O wypisywanie dzieci z zajęć zaapelowali m.in. biskupi.
Scheuring-Wielgus oburzona na Kościół. Bosak: Nic pani do tego
Lewica jest oburzona postawą Kościoła. Według polityków z tej strony sceny politycznej, duchowni nie mają prawa w żaden sposób wtrącać się w kwestie edukacyjne. Taką postawę zaprezentowała w Polsat News europoseł Joanna Scheuring-Wielgus, jednak spotkała się z mocną odpowiedzią Krzysztofa Bosaka.
– Nie powinna pani wtrącać się do Kościoła i życia chrześcijan. Nic pani do tego, jak rolę religia i Kościół odgrywa w czyim życiu – powiedział wicemarszałek Sejmu.
– Wolność religijna polega na tym, że każdy ma prawo określić, jaką religię wyznaje. Po drugie, jaką wspólnota religijna odgrywa rolę w jego życiu. Więc pani ma oczywiście prawo skomentować, wyrazić opinię, ale proszę przyjąć do wiadomości, że szereg ludzi ma inną opinię i każdy ma prawo określić to sam – wyjaśniał.

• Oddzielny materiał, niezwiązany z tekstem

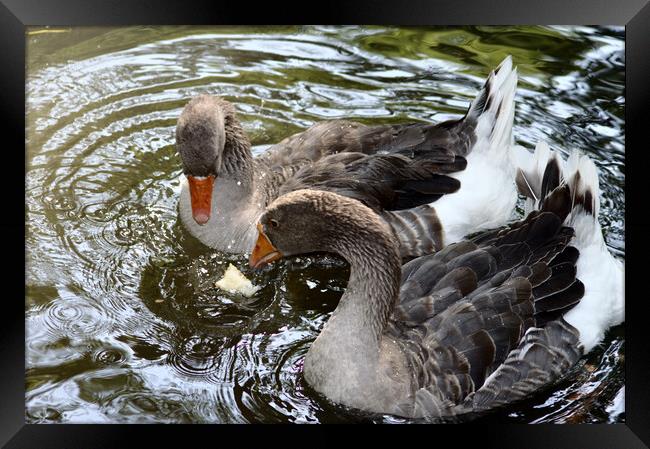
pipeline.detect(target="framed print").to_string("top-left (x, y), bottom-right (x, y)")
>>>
top-left (0, 0), bottom-right (650, 448)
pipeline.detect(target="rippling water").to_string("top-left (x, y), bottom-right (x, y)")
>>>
top-left (26, 27), bottom-right (625, 423)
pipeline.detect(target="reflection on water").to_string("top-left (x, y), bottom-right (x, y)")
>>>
top-left (26, 27), bottom-right (625, 422)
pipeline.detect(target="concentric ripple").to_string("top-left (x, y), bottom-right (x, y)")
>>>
top-left (26, 27), bottom-right (625, 423)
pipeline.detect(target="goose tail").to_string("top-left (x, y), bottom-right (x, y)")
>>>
top-left (516, 142), bottom-right (625, 352)
top-left (465, 56), bottom-right (517, 164)
top-left (515, 142), bottom-right (603, 243)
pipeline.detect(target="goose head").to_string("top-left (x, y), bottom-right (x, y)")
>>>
top-left (176, 95), bottom-right (252, 225)
top-left (249, 189), bottom-right (397, 268)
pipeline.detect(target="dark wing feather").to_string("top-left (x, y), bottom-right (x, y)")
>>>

Następnie przedstawiciel Konfederacji odniósł się do podstawy programowej edukacji zdrowotnej. – W jednym się z panią zgodzę. Zachęcam do przeczytania podstawy programowej, także tych rodziców, którzy posyłają i nie posyłają dzieci. Wszystkim się to przyda, żeby lepiej zrozumieć, co ministerstwo robi. Do tego, żeby omawiać rzeczy związane z zagrożeniami różnego rodzaju z dziećmi, bo to naprawdę poważny temat i wielu rodziców tego nie robi. Po drugie, jeżeli państwo to przeczytają, to będą zaskoczeni, jak ogólnikowa jest ta podstawa programowa i jak mało jest w niej treści. Tam jest katalog problemów, natomiast niewiele jest szczegółowej treści i rozwiązań. Moim zdaniem sposób nauczania tego przedmiotu w ogromnym stopniu będzie należał od nauczyciela i szczegółowych, dodatkowych materiałów, których MEN nie przesądza. Zwracam uwagę, że to jest pewne sprzedawanie kota w worku, bo ten sam temat można na wiele sposobów pokazać – przekazał Bosak.